Le storie di donne le trovate nell'Area 08, Italiani in movimento.
Diverse sono le motivazioni che spingono le persone a migrare e ad affrontare una nuova vita e nuovi mondi. Una di queste è la realizzazione della propria vita privata e dei propri affetti personali.
È il caso delle spose di guerra e dei matrimoni per procura.
La pratica del matrimonio per procura, atto in cui una delle due persone che si uniscono in matrimonio non è fisicamente presente alla cerimonia ma viene rappresentata da un'altra persona, era utilizzato dagli emigranti per ricongiungersi con le fidanzate lasciate in Italia, una volta trovata stabilità all'estero.
Spesso, soprattutto per le migrazioni di lungo raggio come quelle verso l'Australia negli anni Cinquanta e Sessanta del Novecento, era economicamente insostenibile rientrare in Italia "solo" per il matrimonio. Inoltre, una donna sposata poteva viaggiare da sola senza creare scandalo. In alcuni casi gli sposi non si erano mai visti, ma si erano conosciuti solo tramite lettere e scambi di fotografie. Giovani spose partivano alla volta di un paese straniero, rincuorate esclusivamente dalle buone parole di parenti e amici comuni, sperando che il loro sposo fosse realmente come si era presentato in fotografia o come se lo ricordavano dai pochi anni trascorsi insieme.

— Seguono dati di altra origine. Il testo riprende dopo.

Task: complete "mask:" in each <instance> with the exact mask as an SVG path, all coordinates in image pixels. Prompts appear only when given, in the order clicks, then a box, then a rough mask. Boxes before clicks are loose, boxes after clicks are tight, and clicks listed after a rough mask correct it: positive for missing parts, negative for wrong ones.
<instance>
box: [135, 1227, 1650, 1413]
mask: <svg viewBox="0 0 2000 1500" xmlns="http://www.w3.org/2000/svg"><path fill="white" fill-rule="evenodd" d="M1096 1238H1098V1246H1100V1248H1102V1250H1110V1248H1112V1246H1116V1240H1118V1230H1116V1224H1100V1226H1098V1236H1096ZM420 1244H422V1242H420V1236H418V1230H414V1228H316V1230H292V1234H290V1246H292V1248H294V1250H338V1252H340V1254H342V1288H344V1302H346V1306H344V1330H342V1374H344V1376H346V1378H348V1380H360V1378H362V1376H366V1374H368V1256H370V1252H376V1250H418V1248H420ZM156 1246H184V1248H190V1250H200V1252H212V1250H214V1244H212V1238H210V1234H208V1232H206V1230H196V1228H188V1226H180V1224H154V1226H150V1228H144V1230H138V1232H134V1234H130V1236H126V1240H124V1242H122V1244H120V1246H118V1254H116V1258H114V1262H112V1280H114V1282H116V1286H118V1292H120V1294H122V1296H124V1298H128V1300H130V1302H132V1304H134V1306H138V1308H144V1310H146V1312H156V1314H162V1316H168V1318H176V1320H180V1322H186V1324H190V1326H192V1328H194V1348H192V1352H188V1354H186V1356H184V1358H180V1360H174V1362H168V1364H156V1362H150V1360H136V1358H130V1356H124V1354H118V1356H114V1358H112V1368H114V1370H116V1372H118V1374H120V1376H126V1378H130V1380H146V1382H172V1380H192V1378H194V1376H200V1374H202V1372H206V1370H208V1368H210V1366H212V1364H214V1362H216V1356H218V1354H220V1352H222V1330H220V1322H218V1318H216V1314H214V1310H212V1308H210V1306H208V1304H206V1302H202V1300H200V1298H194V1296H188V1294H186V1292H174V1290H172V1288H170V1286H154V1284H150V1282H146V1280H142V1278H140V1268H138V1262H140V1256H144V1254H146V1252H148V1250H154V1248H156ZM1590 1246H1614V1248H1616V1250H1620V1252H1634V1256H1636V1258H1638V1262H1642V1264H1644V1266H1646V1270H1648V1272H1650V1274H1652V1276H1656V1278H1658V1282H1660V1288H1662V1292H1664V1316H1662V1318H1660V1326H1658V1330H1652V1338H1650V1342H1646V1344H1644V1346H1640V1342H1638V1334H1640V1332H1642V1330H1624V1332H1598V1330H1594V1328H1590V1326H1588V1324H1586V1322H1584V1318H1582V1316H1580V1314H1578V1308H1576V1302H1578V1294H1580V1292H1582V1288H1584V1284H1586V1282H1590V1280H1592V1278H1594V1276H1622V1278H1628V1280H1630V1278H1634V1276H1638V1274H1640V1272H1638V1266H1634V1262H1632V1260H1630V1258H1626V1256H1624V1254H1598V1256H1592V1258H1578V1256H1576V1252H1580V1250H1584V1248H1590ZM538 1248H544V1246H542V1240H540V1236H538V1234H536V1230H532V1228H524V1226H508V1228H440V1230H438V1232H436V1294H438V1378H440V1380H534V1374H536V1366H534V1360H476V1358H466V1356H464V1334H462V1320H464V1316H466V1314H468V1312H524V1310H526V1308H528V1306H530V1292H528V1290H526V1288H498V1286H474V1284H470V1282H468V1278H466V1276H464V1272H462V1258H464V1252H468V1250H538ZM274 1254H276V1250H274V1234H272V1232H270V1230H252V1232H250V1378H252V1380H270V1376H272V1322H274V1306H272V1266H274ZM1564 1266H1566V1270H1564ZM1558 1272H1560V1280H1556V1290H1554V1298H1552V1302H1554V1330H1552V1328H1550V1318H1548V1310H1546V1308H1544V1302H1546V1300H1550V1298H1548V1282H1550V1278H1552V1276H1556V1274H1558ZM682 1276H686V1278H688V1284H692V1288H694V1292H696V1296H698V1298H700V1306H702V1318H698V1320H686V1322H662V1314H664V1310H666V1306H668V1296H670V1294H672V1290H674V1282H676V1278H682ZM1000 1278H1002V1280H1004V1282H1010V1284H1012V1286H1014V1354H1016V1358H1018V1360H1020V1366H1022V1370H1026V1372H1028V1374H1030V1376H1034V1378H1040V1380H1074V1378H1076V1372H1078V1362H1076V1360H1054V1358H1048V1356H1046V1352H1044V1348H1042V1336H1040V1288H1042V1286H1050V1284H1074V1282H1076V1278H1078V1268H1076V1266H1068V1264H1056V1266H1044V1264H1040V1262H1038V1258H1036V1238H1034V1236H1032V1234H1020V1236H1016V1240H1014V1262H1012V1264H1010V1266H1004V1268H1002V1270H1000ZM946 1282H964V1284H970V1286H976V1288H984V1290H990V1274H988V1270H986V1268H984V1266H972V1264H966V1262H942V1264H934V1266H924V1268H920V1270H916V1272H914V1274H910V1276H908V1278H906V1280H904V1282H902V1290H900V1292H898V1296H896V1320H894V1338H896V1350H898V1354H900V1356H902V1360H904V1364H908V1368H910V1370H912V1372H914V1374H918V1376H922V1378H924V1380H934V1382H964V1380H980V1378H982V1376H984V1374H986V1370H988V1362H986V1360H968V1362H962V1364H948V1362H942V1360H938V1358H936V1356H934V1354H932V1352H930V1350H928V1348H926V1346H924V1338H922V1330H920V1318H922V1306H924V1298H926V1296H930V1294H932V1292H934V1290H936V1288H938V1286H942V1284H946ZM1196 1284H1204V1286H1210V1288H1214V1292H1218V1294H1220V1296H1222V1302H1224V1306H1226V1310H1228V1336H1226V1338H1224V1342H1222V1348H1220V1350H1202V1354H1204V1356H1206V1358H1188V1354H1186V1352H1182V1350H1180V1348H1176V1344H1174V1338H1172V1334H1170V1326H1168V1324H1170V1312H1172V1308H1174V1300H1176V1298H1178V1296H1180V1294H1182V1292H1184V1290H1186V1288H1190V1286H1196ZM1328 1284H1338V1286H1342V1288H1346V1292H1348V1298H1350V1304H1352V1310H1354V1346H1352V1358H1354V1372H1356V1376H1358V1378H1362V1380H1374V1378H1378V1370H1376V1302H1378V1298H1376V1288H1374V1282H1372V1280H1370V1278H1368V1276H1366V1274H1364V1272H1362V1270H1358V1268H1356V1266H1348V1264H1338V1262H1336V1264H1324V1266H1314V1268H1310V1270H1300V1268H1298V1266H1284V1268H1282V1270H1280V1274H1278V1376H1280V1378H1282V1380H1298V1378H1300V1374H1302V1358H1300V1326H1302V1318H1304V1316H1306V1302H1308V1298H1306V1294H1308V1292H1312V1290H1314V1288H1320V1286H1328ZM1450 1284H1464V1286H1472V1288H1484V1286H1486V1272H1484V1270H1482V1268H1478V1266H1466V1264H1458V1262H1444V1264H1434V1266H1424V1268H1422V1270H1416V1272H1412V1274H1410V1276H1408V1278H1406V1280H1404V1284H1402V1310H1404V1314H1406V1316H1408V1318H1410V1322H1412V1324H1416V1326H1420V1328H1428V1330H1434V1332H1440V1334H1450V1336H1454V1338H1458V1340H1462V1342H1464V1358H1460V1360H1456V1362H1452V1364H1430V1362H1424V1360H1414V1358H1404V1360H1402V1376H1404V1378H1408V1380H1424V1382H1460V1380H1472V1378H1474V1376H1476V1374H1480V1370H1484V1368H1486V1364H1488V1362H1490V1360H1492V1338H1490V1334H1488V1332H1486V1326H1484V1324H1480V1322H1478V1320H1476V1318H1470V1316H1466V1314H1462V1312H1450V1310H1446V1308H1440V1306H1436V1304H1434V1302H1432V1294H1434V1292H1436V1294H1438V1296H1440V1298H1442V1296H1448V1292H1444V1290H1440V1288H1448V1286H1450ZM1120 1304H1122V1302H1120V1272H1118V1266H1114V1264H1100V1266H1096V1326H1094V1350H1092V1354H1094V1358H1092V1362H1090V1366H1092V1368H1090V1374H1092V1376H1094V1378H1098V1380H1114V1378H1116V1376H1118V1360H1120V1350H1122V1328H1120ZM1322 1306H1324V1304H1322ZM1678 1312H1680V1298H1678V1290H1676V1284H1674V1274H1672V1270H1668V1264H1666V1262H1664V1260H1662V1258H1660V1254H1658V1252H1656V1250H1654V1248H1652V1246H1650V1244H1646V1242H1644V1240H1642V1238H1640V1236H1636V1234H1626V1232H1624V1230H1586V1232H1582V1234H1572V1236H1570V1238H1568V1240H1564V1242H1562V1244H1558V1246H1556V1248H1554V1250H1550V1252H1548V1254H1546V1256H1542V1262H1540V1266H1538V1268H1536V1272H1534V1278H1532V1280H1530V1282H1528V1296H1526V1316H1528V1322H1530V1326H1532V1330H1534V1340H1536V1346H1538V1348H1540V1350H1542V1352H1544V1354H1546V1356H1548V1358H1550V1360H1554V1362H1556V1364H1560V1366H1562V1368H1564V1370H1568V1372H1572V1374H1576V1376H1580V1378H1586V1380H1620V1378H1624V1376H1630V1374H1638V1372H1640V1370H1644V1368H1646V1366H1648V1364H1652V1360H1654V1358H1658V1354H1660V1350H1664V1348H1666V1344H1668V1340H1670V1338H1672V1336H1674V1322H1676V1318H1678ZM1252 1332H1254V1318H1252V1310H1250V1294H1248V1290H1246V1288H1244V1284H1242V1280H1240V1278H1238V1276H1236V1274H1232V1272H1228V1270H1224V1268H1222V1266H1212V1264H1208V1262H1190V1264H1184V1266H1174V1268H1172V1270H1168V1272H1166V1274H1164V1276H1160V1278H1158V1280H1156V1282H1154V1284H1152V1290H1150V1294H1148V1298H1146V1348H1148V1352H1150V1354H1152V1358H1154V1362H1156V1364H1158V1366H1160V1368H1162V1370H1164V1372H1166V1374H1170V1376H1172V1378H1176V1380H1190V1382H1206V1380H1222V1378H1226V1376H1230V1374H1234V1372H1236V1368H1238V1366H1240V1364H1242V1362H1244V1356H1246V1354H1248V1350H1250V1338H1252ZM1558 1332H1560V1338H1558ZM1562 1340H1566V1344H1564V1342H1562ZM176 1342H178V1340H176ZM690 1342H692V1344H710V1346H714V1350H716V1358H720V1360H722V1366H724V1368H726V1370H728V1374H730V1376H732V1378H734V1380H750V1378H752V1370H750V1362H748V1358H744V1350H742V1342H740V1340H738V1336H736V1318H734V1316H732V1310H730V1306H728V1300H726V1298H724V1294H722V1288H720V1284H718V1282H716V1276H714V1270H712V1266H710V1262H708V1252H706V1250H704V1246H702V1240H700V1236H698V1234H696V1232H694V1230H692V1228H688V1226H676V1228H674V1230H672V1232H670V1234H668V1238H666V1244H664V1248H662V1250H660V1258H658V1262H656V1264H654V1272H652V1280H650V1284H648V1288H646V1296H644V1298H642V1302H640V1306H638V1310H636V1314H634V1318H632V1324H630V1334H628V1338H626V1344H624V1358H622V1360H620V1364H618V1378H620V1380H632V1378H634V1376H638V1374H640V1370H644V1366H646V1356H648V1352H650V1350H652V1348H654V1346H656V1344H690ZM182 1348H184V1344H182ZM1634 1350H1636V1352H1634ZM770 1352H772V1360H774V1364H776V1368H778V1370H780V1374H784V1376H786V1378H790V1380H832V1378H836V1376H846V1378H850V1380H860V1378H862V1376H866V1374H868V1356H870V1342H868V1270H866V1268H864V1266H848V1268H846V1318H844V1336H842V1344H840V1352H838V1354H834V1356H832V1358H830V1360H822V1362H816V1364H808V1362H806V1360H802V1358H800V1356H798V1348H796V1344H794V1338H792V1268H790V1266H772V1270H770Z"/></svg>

Le spose di guerra invece avevano conosciuto e sposato i loro mariti, di solito soldati statunitensi, durante la Seconda guerra mondiale. Si stima che, tra il 1946 e il 1950, oltre centomila spose di guerra arrivarono negli Stati Uniti da tutto il mondo. I matrimoni nati dall'incontro tra le donne italiane e i soldati americani impegnati nella campagna del 1943-1945 furono oltre diecimila, tanto che per portare queste donne negli States, a volte con i figli piccolissimi, vennero effettuati appositi viaggi con transatlantici italiani requisiti dagli Alleati.